2. Methods and materials
2.1. Fish acquisition and maintenance
In the experiment, Nile tilapia (Oreochromis niloticus) was used as the model organism. Disease-free juvenile Nile tilapia were acquired from Troyer Farms, Indiana. The average weight and length of the fish were 35±1 g and 13±2 cm, correspondingly. The fish were kept under standard optimal conditions (pH: 6.0–7.0, ammonia: 1.0–3.0 mg/dL, temperature: 25–28°C, dissolved oxygen 5.00–7.00 mg/L) in a recirculating aquaculture system. They were acclimated to experimental tanks for four weeks prior to starting the experiments. The Nile tilapia were fed commercial 3/32" extruded pellet feed, Purina® AquaMax® Grower 400 once a day at 3% of their body weight. Commercial Food Composition: Crude protein 45%, Crude fat 16%, Crude fiber 3%, Sodium 0.60%, Calcium 1.7%, Phosphorous 1.2%.
2.2. Anthocyanin standardized elderberry extracts
The 13% anthocyanin standardized elderberry extracts used in the experiment is from Artemis International Inc (Fort Wayne, IN). This extract is a Austrian black elderberry (Sambucus nigra, L.) extract, which was processed by Artemis International Inc without any organic solvents using physical membrane separation and spray-dried with maltodextrin as an excipient. According to the manufacturer, the physical membrane separation technique separates the bioactive components of the elderberry in a solution by eliminating undesirable substances without using any organic solvent to keep the integrity of the elderberry. Then, spray drying technique was used in the manufacturing process to dry the extract into a powder.

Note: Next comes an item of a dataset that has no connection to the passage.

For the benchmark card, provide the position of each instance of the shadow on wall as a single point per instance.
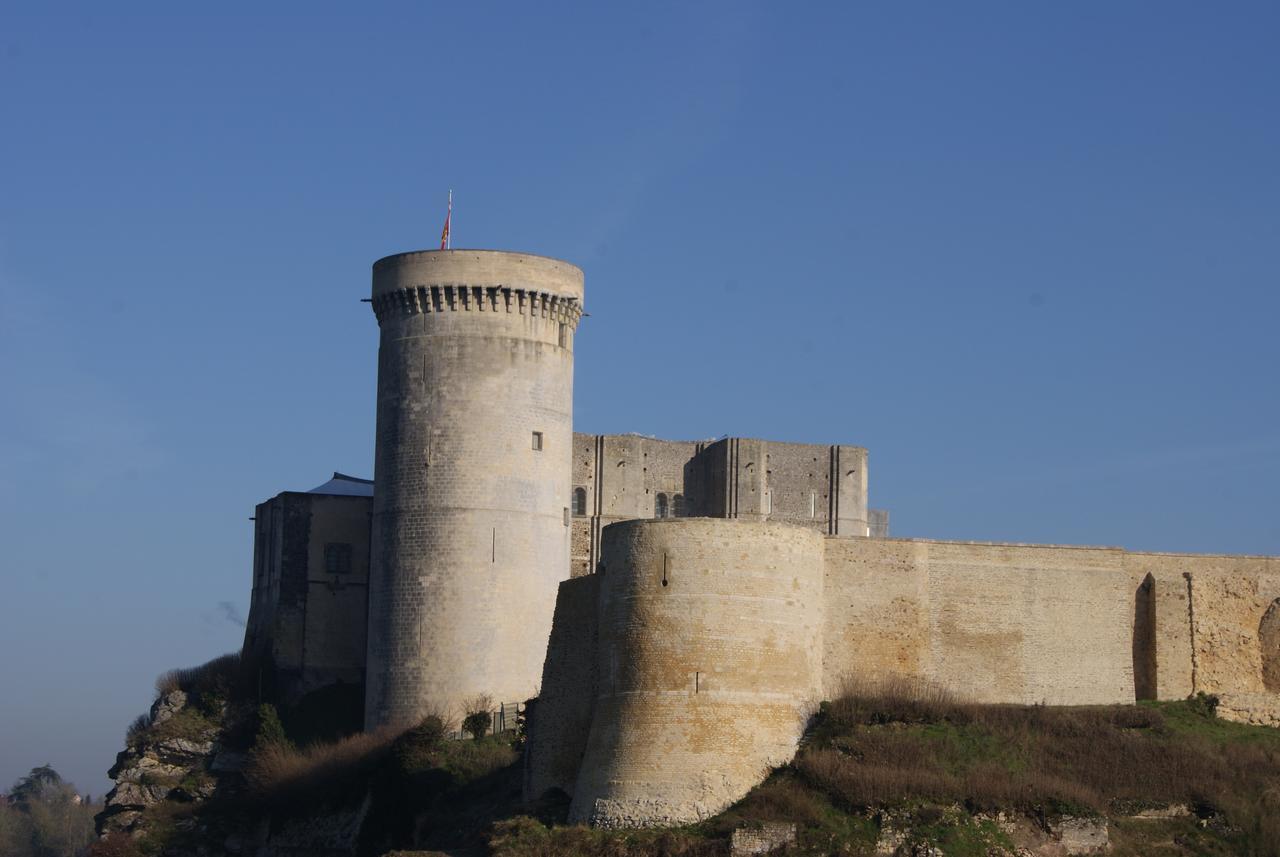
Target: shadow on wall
(1269, 637)
(1144, 640)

Spray drying also helped in avoiding any heat-dry damage to the bioactive components. During the spray drying process, organic corn-based maltodextrin was used as a drying aid for its role as a carrier or a condensing agent. The organic corn-based maltodextrin is an excipient like gelatin, an inactive substance serving as a medium in the extraction process. According to the literature accompanying the product, the elderberry extract was standardized to a minimum anthocyanin content of 13% with an extract ratio of 64:1 by the manufacturer. HPLC was used to detect the anthocyanin profile unique to elderberry. Nutritional Profile reported by the manufacturer (Mean values per 100 g): Calories (kcal) 343 kcal, Fat 0.2g, Saturated Fat < 0.2g, Carbohydrates 76.4g, Sugars 23.8g, Protein 6.6g, and Salt 0.050g. Analytical Profile (per 100g): Anthocyanins (Expr. as cyanidin-3-glucoside, pH-Diff.) 14.00–18.00 g, Anthocyanins (Expr. as cyanidin-3-glucoside, HPLC) 12.50–17.50 g, Polyphenols (Expr. as catechin, Folin-Ciocalteu) 18–35 g, Polyphenols (Expr. as gallic acid equivalent; Folin-Ciocalteu) 16.6–33.2 g, Moisture 2.0–8.0%, Total acidity (Expr. as citric acid, anhydrous) 9.00–19.00 g, according to the literature accompanying the product.
2.3. Experimental design
To measure the T-cells proliferation, we used standardized stock concentration (1 mg/mL of dH2O) of the black elderberry extract in three different concentrations (23.81 μg/mL, 46.51 μg/mL, and 88.88 μg/mL) in the presence of Con A (2.38 μg/mL) as the mitogen. We also used identical concentrations of elderberry extract in the presence of PAMPs (Pathogen associated molecular patterns) LPS (2.38 μg/mL) to observe the spleen B-cells proliferation. Additionally, we quantified the IL-2 production rate by spleen T-helper cells in the presence of Con A (2.38 μg/mL) using the same EB extract concentrations. The groups tested in the assays were: 1) Control: T/B-cells; 2) T/B-cells + mitogen (ConA/LPS); and 3) T/B-cells + mitogen (ConA/LPS) + elderberry extract at 23.81 μg/mL; 4) T/B-cells + mitogen (ConA/LPS) + elderberry extract at 46.51 μg/mL; 5) T/B-cells + mitogen (ConA/LPS) + elderberry extract at 88.88 μg/mL. All the samples were tested in triplicates, and the experiment was replicated.
2.4. Sampling
The fish were euthanized with Tricaine Methane Sulfonate (MS-222) to collect the spleen and thymus (Sigma-Aldrich; St. Louis, MO) at 200 mg/L. MS-222 was administered within 2 minutes of catching the fish to reduce stress from handling. Aseptic techniques were used for the removal of the spleen and thymus. The isolated spleen and thymus were kept in a 1x phosphate buffer solution (PBS) for the cell culture.
2.5. Cell culture
A single-cell suspension was made from the spleen and thymus for the cell culture. Isolated organs were placed on top of a heat-sterile sieve/mesh in a petri dish. The cells were suspended in 1ml of RPMI 1640 (Mediatech, Inc, Herndon, VA) by poking with a sterile plunger and collected in a non-adhesive syringe. A 5 μL of the single-cell suspension was counted in a hemocytometer by using 295 μL of isotonic solution (pH 7.0), 100 μL of lysis buffer (to remove red blood cells), and 100 μL of Trypan blue. Based on the cell count, the solution was standardized so that 1x106 cells were placed in each well of the 96 well plates with 100μl RPMI 1640 (with 10% Fetal Bovine Serum (FBS); Sigma, Cleveland, OH) and 10 ml/L Penicillin-streptomycin (MP Biomedicals, LLC, Ohio) to inhibit microbial growth.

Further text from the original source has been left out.